Família não tem direito à pensão paga por diminuição da capacidade de trabalho depois da morte do beneficiário. Este foi o entendimento vencedor na 3ª Turma do Superior Tribunal de Justiça na análise do Recurso Especial apresentado pelo espólio de Cláudio Assis Argento.

“Com a morte do trabalhador, a diminuição de sua capacidade laborativa perde a razão de ser. A indenização, se continuasse a ser paga, não encontraria, na sua contrapartida, dano algum indenizável”, concluiu a ministra Nancy Andrighi, divergindo do relator e acompanhada pela maioria da Turma. O ministro Humberto Gomes de Barros (relator) votou no sentido de garantir à família o direito à indenização recebida pelo trabalhador, até a data em que, se estivesse vivo, completaria 65 anos.

Argento trabalhava na Mundial S/A Produtos de Consumo e perdeu 60% da sua capacidade laborativa depois de um acidente em que perdeu a mão esquerda. Como forma de recompensá-lo pela redução da produtividade, a Justiça determinou o pagamento da pensão pela empresa até que completasse 65 anos.

Sua morte aconteceu antes e a família requeria o direito de continuar recebendo a indenização. Em primeira instância, a ação de execução foi extinta. O Tribunal de Justiça do Rio Grande do Sul manteve a sentença, sob o argumento de que “vinculação da parcela indenizatória é personalíssima, porquanto não se pode pretender se transfira ao espólio a possibilidade de auferir ganhos que não teria ao tempo em que o trabalhador, falecido, não mais contibuiria financeiramente ao provimento do núcleo familiar”.

Os desembargadores explicaram que o pagamento da indenização era feito apenas para recompor a perda de salário que o trabalhador teria por conta da redução de sua capacidade produtiva.
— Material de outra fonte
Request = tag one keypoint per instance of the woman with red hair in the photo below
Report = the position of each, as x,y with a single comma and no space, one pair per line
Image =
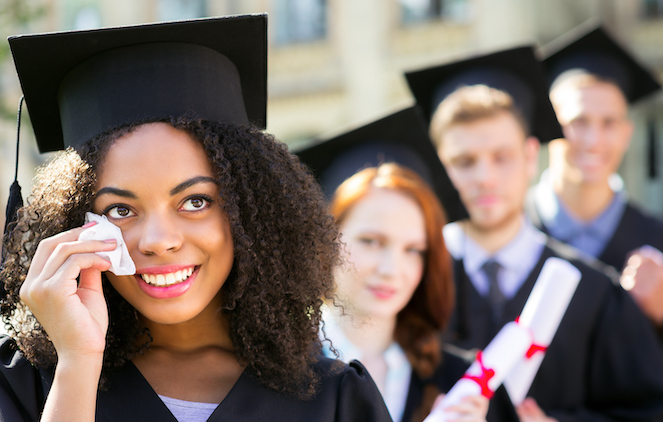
395,290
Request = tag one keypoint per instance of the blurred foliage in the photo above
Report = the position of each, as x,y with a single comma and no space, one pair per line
15,15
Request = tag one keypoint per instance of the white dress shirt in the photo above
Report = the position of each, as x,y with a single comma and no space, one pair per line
517,258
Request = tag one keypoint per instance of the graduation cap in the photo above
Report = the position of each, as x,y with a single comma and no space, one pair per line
515,71
78,84
589,48
400,137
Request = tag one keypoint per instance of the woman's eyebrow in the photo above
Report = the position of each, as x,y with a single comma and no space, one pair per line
116,191
174,191
187,184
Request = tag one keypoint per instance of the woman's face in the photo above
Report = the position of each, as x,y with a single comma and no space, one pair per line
156,184
385,237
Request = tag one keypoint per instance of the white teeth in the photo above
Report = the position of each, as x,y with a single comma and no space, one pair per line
162,280
170,278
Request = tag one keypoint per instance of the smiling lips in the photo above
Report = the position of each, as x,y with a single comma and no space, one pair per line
168,279
382,292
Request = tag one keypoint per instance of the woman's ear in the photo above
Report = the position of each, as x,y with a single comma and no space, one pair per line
532,148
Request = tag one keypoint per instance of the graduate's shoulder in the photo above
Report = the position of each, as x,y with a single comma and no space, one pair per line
352,389
646,224
22,386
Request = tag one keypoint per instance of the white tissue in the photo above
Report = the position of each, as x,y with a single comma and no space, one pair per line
121,262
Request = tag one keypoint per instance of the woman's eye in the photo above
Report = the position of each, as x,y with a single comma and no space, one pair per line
195,204
369,242
118,212
416,251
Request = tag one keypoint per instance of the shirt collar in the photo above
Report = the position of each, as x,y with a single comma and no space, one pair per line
564,225
509,256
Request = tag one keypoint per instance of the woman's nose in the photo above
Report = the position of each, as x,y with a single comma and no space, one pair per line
159,234
388,263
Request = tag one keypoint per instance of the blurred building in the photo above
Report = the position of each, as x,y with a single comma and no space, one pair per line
334,63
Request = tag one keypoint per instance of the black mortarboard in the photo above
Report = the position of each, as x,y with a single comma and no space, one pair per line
590,48
400,137
77,84
515,71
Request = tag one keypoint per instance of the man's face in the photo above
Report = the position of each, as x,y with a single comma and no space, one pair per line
597,130
490,162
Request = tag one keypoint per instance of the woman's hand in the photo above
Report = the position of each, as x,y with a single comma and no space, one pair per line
470,409
73,313
529,411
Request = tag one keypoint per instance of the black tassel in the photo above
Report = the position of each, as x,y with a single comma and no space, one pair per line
13,204
15,199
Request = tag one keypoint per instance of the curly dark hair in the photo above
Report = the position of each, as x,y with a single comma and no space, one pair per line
285,246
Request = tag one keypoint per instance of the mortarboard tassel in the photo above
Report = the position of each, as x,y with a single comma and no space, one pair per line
15,199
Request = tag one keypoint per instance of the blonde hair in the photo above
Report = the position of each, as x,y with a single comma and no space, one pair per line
470,104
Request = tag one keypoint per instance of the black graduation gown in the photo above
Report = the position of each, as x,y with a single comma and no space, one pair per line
348,396
603,364
635,229
445,376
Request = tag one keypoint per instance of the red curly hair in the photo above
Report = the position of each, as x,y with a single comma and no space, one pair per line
421,321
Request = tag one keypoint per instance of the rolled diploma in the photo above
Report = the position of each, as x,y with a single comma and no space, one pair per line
504,351
542,314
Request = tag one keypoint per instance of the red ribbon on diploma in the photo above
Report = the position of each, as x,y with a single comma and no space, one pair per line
482,380
534,348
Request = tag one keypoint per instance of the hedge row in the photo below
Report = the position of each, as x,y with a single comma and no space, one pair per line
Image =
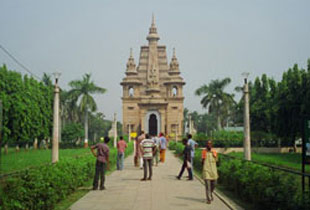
235,139
42,188
259,185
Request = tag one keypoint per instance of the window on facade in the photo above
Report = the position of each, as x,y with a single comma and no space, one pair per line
174,91
131,91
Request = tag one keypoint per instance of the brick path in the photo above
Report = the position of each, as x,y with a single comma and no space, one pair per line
125,191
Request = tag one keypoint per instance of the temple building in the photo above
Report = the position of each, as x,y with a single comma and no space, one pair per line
153,91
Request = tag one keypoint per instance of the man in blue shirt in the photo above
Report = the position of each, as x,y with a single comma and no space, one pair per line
193,145
163,147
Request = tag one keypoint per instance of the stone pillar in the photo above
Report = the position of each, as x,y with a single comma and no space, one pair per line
115,130
247,137
55,145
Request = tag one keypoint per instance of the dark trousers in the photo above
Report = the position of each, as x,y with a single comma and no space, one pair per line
147,163
100,167
189,170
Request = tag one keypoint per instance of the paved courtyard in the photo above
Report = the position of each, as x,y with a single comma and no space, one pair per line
125,191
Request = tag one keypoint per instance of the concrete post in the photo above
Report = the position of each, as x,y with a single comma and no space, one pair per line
129,132
55,148
247,136
115,130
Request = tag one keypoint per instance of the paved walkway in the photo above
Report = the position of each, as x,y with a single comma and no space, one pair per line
125,191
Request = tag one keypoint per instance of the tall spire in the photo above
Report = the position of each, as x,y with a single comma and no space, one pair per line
174,64
153,36
131,66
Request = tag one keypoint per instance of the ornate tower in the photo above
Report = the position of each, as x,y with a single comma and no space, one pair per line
152,92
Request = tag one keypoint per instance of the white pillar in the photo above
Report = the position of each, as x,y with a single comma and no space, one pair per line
55,148
129,132
247,137
115,130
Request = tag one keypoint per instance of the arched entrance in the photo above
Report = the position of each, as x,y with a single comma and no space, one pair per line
152,122
153,125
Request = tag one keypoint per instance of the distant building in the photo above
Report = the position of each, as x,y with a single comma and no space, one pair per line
239,129
153,91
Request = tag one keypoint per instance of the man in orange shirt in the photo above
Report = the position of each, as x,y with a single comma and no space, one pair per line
209,170
121,146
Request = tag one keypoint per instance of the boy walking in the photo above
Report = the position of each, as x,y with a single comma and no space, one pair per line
163,147
209,170
101,163
121,146
148,148
186,161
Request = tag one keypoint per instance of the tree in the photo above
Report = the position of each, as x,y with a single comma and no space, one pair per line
215,99
81,91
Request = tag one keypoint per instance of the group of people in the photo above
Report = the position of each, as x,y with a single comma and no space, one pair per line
148,148
208,160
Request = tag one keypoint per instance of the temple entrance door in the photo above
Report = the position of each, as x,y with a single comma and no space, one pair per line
153,125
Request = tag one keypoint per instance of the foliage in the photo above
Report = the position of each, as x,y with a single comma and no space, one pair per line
43,187
286,160
264,187
34,158
81,91
279,107
216,100
71,132
221,139
27,107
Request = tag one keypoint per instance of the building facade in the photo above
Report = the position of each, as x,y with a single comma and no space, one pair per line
153,91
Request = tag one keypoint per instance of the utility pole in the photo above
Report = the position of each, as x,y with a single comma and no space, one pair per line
115,130
1,124
247,136
129,132
55,148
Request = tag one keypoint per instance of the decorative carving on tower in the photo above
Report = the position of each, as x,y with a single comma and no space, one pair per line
174,64
131,65
153,90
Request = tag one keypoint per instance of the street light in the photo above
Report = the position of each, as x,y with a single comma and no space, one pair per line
55,153
247,136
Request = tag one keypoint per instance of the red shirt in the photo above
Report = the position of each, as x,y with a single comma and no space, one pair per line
121,146
102,152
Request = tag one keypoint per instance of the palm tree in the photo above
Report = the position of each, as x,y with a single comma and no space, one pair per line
215,99
81,91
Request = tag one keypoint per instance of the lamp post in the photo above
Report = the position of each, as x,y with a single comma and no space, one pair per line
55,148
129,131
247,137
115,130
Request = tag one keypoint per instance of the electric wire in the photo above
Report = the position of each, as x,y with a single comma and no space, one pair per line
19,63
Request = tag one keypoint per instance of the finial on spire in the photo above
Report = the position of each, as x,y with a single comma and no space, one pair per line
153,36
153,19
131,52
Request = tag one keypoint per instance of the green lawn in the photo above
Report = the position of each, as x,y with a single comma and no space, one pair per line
286,160
21,160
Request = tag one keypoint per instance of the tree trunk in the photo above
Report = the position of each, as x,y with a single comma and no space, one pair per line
95,136
86,129
219,127
17,148
6,148
35,143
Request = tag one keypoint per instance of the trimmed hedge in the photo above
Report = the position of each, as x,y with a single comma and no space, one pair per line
42,188
256,184
235,139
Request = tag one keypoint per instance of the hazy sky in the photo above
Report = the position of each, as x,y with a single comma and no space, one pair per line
213,39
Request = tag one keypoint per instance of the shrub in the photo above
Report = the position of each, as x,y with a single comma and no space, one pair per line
260,185
42,188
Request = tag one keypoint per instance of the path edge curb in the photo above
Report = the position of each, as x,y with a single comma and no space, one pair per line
217,194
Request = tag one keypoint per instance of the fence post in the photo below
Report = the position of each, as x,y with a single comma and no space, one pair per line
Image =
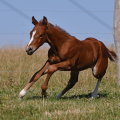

Era uma forma de complementação do seu salário.

A família recorreu ao STJ. Argumentou que não se poderia impedir a transmissão hereditária do direito concedido ao trabalhador porque tal direito tem conteúdo patrimonial e não personalíssimo.

“É certa a concepção de que a indenização material, decorrente de responsabilidade civil possui caráter estritamente patrimonial, não configurando-se (sic), desta forma, como prestação personalíssima, ou seja, se tal prestação indenizatória possui caráter pecuniário, sendo portanto integrada ao patrimônio do de cujus, por óbvio que é passível de transmissão sucessória, como todos os demais bens do de cujus”, sustentava.

Ao levar o seu voto, a ministra Nancy Andrighi observou que a indenização tem de ser equivalente ao prejuízo causado, “ou seja, não há obrigação de indenizar onde não há dano”. E concluiu que, com a morte do trabalhador, a redução da sua capacidade de produzir perdeu a razão de ser.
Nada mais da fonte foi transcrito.